À l’instabilité politique et aux difficultés économiques qui fragilisent la république islamique depuis près de cinquante ans, vient s’ajouter la menace terroriste, surtout pour les jeunes.

 

La Mauritanie est un condensé de différents écueils qui menacent nombre de pays africains. Ce grand pays au relief et au climat peu propices à l’agriculture n’est pas dénué de richesses souterraines. Pas de quoi se sentir pousser des ailes, mais suffisamment pour imaginer en tirer quelques profits et quelques sources de financement indispensables à la construction d’un modèle économique productif et pérenne. Cela va de soi, me direz-vous. Mais en Mauritanie comme ailleurs sur le continent, l’évidence et la raison ne sont pas toujours des concepts très partagés…

Sur un plan politique, il est grand temps qu’un véritable pouvoir civil s’impose et parvienne à s’inscrire dans la durée. Car là réside un des maux majeurs de cette nation cinquantenaire : l’instabilité et les coups d’État fomentés (et généralement réussis) à la moindre « contrariété » éprouvée par leurs auteurs empêchent toute vision appliquée sur le moyen ou le long terme, toute esquisse d’un projet de société. Pourtant, c’est bien d’un projet de ce type dont la Mauritanie a le plus urgent besoin. C’est le pire déni qui puisse menacer un pays : ne pas prendre en compte les bouleversements et les lignes de fracture qui chahutent un modèle social devenu obsolète par tant de bouleversements survenus au cours des deux dernières décennies.

Mutation

La société mauritanienne demeure percluse d’inégalités. Les hommes, les femmes, les jeunes, les vieux, les Maures, les Négro-Mauritaniens, les Haratines… L’égalité entre les citoyens demeure un lointain mirage, que les politiques se font fort, à chaque élection, de vouloir transformer en miracle, sans résultats probants jusqu’ici. Pis, cette société traverse une mutation sans précédent et restée, aujourd’hui, sans réponse adéquate. Les Mauritaniens se sédentarisent à la vitesse grand V. Et c’est toute une jeunesse, privée de repères et de « tuteurs », qui se retrouve livrée à elle-même dans les rues et les faubourgs des grandes villes.

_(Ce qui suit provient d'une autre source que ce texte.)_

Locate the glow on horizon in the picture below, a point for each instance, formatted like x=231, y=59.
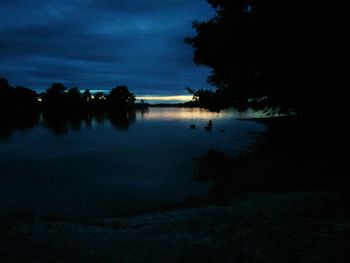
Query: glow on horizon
x=165, y=98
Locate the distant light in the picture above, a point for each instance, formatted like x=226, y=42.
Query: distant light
x=248, y=8
x=166, y=98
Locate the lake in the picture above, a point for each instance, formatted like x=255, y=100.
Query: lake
x=100, y=166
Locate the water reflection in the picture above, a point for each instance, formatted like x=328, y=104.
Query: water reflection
x=178, y=114
x=59, y=123
x=16, y=121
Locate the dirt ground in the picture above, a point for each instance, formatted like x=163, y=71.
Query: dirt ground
x=274, y=227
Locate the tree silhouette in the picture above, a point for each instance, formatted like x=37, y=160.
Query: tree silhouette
x=276, y=53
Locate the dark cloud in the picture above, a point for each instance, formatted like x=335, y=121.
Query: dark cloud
x=101, y=43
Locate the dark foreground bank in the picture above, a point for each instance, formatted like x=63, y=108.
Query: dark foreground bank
x=284, y=227
x=285, y=201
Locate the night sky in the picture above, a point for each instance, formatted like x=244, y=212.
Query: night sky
x=98, y=44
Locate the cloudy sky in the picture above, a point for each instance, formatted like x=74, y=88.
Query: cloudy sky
x=98, y=44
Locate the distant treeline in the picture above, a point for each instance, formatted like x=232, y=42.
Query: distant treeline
x=58, y=98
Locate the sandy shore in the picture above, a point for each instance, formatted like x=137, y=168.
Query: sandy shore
x=280, y=227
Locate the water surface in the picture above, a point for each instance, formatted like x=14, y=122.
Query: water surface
x=99, y=167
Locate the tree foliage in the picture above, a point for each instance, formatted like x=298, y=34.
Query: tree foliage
x=276, y=53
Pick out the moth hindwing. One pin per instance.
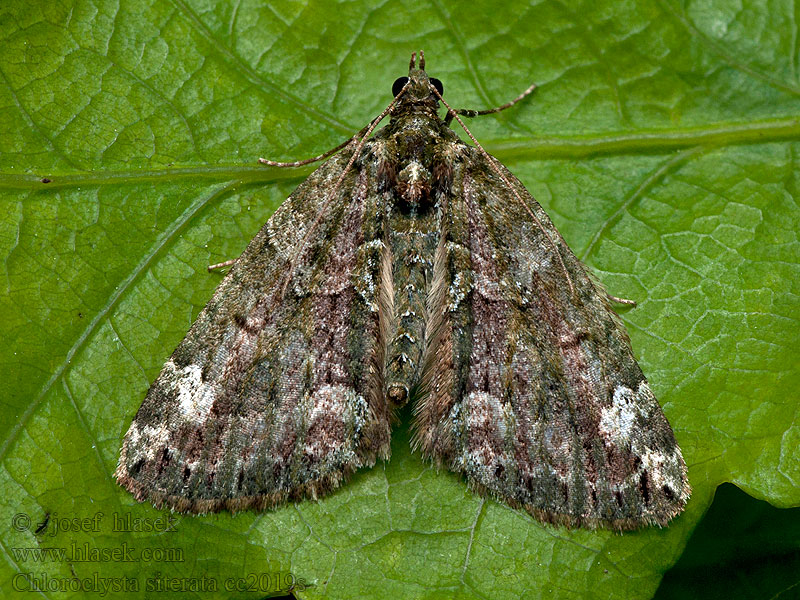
(409, 267)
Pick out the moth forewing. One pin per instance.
(409, 266)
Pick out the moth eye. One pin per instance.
(398, 85)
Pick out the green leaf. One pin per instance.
(662, 141)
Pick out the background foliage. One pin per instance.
(662, 141)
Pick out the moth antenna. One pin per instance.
(324, 208)
(300, 163)
(466, 112)
(497, 170)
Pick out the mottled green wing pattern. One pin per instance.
(532, 390)
(276, 392)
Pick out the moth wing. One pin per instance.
(530, 386)
(273, 394)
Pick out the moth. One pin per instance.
(410, 267)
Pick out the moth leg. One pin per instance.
(466, 112)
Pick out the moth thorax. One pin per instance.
(414, 184)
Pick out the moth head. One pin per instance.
(418, 86)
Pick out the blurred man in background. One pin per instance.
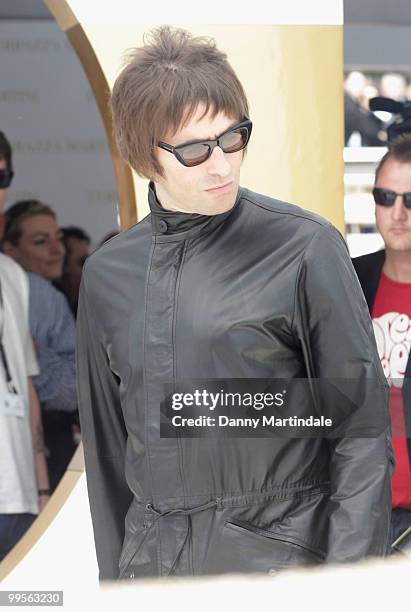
(33, 238)
(385, 277)
(24, 484)
(77, 244)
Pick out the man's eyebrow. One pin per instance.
(191, 140)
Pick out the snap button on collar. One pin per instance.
(162, 226)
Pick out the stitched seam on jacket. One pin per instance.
(175, 302)
(314, 237)
(320, 222)
(153, 246)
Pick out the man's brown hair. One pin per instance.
(160, 88)
(399, 150)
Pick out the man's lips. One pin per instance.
(220, 187)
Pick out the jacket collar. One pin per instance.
(170, 225)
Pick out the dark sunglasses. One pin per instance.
(387, 197)
(196, 152)
(6, 176)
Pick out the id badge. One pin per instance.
(12, 404)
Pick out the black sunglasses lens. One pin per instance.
(384, 197)
(195, 154)
(5, 178)
(235, 140)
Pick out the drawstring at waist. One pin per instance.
(184, 512)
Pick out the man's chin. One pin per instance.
(399, 244)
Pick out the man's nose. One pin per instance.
(218, 163)
(398, 211)
(58, 247)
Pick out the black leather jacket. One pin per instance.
(368, 268)
(264, 290)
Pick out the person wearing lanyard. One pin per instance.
(24, 484)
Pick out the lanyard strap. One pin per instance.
(3, 355)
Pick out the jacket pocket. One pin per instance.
(286, 539)
(130, 550)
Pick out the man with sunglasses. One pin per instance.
(218, 283)
(385, 277)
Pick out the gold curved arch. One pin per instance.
(66, 19)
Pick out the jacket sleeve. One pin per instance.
(104, 438)
(338, 342)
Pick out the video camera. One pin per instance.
(401, 123)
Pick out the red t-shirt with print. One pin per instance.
(392, 327)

Le noyau familial implose, les règles de solidarité et les convenances s’estompent. L’âme de la Mauritanie, nation musulmane tolérante et accueillante, se délite. Cette jeunesse désœuvrée n’a plus de guide familial, tribal ou spirituel. Reste internet, la télé et… les théories d’un autre âge d’Al-Qaïda et consorts, qui constituent aux yeux de certains le seul bâton sur lequel s’appuyer, la seule oreille susceptible d’écouter leurs inquiétudes et la seule épaule sur laquelle s’épancher. Terreau fertile, s’il en est, au recrutement de candidats djihadistes…

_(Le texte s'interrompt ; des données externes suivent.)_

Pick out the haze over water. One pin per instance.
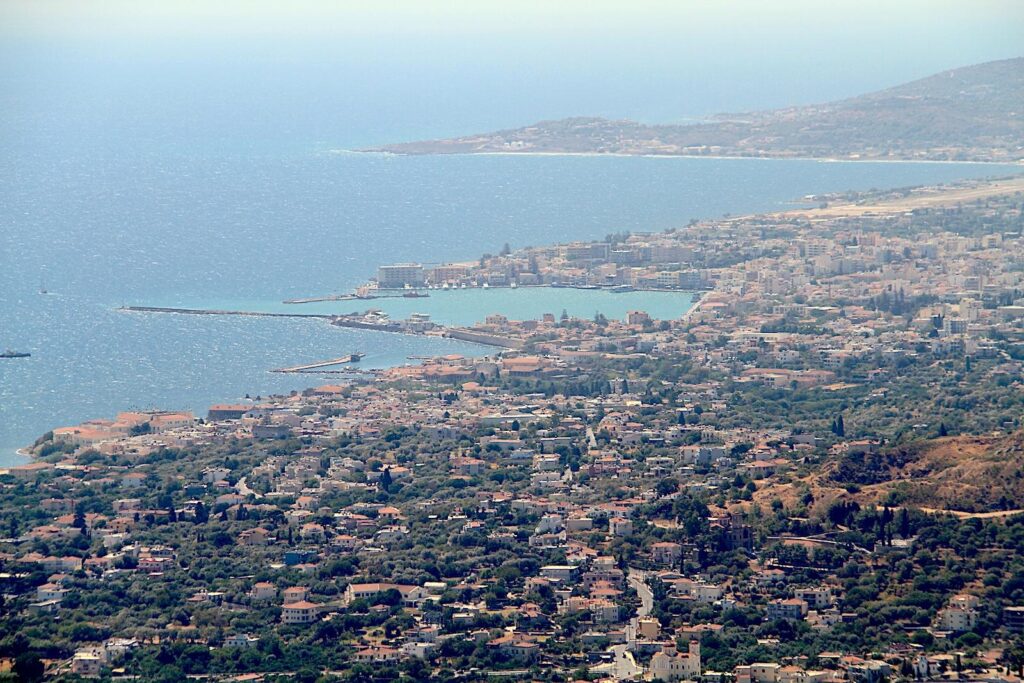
(195, 169)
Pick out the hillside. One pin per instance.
(974, 474)
(974, 113)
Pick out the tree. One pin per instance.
(29, 667)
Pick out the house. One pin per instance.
(263, 590)
(671, 666)
(816, 598)
(370, 654)
(412, 596)
(516, 646)
(299, 612)
(86, 665)
(241, 640)
(667, 553)
(620, 526)
(759, 673)
(51, 592)
(254, 537)
(561, 572)
(793, 608)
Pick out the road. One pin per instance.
(638, 581)
(624, 666)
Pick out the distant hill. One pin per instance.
(971, 474)
(970, 114)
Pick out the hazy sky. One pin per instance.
(382, 70)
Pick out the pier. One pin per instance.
(214, 311)
(309, 367)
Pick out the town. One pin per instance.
(811, 476)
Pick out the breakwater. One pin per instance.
(215, 311)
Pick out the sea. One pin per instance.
(87, 228)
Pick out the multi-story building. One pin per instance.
(400, 274)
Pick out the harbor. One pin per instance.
(310, 367)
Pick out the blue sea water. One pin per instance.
(104, 225)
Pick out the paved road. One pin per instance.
(637, 580)
(625, 667)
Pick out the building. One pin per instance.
(1013, 619)
(411, 595)
(299, 612)
(671, 666)
(241, 640)
(86, 665)
(667, 553)
(224, 412)
(620, 526)
(399, 275)
(263, 590)
(794, 608)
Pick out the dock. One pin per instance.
(214, 311)
(309, 367)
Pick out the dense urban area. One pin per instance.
(813, 475)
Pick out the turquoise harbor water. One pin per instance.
(101, 225)
(466, 306)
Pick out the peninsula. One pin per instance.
(970, 114)
(813, 475)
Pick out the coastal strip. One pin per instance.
(214, 311)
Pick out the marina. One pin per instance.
(351, 357)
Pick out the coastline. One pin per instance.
(828, 160)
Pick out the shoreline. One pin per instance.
(828, 160)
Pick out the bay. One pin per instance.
(101, 226)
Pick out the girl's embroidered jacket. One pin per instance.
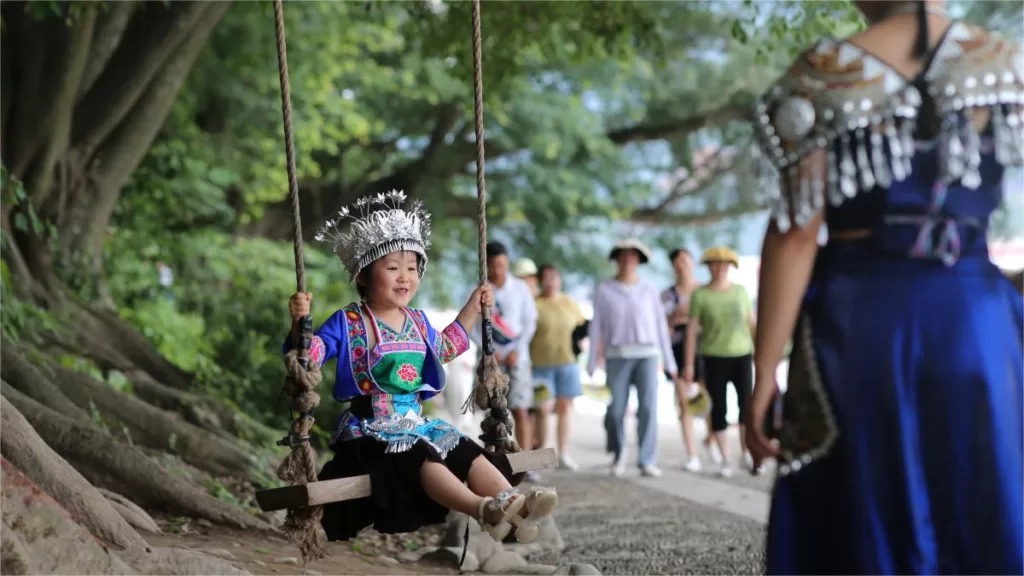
(344, 335)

La lutte contre le terrorisme est une nécessité dont les dirigeants de Nouakchott ont pris toute la mesure. Mais, comme sous d’autres cieux, à Rabat, à Alger, à Tunis ou à Bamako, c’est aux racines du mal qu’il faut aussi, et peut-être surtout, s’attaquer.

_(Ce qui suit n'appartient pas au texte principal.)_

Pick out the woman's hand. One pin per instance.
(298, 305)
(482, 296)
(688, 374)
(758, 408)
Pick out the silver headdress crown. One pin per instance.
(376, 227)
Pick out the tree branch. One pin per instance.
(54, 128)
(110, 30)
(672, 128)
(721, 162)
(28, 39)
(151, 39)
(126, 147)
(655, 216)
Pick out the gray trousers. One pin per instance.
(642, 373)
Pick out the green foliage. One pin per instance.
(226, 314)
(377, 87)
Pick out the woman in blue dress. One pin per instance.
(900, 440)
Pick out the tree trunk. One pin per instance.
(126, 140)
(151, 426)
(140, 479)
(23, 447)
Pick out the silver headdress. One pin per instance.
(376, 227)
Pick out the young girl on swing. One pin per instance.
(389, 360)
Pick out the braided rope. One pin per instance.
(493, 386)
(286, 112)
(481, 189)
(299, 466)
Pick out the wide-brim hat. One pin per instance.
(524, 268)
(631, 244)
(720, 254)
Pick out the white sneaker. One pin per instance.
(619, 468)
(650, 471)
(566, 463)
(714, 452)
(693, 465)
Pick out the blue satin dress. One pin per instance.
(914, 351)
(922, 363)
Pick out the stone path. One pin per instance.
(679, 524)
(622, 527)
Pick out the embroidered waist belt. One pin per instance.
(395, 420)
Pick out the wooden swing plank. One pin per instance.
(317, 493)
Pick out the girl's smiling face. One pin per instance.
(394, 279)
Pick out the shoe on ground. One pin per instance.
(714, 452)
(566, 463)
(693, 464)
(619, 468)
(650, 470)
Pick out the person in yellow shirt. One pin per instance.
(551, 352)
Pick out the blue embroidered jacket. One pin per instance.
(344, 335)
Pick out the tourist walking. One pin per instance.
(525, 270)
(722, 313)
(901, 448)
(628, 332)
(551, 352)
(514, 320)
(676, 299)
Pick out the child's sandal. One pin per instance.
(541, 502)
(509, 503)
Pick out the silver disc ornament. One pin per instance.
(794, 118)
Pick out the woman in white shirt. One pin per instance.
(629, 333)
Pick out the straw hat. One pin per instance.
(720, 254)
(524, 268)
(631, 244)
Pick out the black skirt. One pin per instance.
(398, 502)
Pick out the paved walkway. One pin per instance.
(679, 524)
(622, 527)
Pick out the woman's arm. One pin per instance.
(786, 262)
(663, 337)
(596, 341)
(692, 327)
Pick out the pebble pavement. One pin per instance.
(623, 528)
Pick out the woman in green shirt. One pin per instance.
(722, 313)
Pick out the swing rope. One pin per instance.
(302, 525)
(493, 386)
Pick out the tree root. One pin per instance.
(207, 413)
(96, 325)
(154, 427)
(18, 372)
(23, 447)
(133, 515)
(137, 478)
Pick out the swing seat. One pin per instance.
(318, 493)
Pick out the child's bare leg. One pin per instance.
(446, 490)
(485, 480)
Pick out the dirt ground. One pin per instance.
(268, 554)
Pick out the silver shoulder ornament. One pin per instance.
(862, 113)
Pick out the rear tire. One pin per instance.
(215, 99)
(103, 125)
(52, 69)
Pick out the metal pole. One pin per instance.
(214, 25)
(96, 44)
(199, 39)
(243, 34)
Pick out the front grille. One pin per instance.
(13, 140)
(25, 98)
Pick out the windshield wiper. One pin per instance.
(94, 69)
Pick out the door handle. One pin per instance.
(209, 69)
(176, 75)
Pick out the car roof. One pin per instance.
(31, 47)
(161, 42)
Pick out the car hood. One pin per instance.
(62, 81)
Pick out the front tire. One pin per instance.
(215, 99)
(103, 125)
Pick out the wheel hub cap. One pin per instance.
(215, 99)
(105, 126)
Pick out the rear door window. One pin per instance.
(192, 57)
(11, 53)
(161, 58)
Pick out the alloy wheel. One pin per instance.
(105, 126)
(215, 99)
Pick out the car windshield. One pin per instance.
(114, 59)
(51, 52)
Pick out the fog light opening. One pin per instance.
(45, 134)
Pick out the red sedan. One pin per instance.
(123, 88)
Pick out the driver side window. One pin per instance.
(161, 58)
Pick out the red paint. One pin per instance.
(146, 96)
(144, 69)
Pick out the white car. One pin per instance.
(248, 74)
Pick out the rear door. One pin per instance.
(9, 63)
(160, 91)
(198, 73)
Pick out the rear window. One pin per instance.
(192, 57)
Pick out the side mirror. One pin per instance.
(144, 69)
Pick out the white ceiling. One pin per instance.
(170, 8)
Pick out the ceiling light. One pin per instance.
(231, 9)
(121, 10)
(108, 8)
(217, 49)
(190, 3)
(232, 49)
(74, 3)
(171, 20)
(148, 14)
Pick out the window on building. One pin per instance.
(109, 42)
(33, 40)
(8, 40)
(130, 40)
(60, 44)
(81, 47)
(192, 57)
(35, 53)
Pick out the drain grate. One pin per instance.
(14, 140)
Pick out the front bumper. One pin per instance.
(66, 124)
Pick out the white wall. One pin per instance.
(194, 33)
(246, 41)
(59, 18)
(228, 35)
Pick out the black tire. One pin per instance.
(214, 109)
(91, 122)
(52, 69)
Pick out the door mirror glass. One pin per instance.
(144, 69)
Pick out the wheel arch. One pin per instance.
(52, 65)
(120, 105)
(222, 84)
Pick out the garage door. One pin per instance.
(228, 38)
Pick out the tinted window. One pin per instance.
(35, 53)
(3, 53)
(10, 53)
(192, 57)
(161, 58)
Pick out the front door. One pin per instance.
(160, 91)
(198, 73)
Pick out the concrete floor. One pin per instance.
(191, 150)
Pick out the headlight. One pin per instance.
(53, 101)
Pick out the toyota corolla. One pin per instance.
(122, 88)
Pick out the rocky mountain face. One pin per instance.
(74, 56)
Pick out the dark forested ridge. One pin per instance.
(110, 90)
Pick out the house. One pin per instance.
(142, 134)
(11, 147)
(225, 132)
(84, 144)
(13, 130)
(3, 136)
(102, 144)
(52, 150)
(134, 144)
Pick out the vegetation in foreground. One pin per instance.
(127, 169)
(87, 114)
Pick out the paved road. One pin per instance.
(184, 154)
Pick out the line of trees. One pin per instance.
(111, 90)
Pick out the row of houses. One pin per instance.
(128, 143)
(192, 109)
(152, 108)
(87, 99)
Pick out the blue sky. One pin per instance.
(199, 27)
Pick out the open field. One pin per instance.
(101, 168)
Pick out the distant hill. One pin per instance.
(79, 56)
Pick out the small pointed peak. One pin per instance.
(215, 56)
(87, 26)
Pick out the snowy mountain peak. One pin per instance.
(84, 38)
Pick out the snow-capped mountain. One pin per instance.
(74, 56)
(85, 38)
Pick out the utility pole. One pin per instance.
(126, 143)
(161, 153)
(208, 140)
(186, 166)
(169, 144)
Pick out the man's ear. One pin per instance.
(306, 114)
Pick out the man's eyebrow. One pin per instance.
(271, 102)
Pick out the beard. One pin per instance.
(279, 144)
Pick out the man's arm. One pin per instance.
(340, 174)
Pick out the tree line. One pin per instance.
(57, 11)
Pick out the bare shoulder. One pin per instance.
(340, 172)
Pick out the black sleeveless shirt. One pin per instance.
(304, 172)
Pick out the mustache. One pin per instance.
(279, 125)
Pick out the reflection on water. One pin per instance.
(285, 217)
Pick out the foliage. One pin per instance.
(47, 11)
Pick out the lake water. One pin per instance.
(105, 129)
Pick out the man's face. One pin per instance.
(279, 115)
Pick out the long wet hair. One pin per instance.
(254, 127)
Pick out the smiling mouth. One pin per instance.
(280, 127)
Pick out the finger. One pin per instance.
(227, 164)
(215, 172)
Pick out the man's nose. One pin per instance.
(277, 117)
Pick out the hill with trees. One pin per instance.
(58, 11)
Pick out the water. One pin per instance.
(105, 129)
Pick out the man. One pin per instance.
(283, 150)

Les mutations d’une société, quelles qu’elles soient, ne représentent en rien un péril insurmontable. Les peuples évoluent, changent de repères, s’adaptent à leur environnement depuis la nuit des temps. En revanche, ne pas tenir compte de ces changements plus ou moins profonds, de ces nouvelles aspirations qui émanent d’une jeunesse déboussolée constituerait une faute aux conséquences difficilement réparables. Il n’est pas trop tard pour, enfin, s’en préoccuper. Et ce n’est plus la responsabilité des seuls politiques, mais celle de tous les Mauritaniens.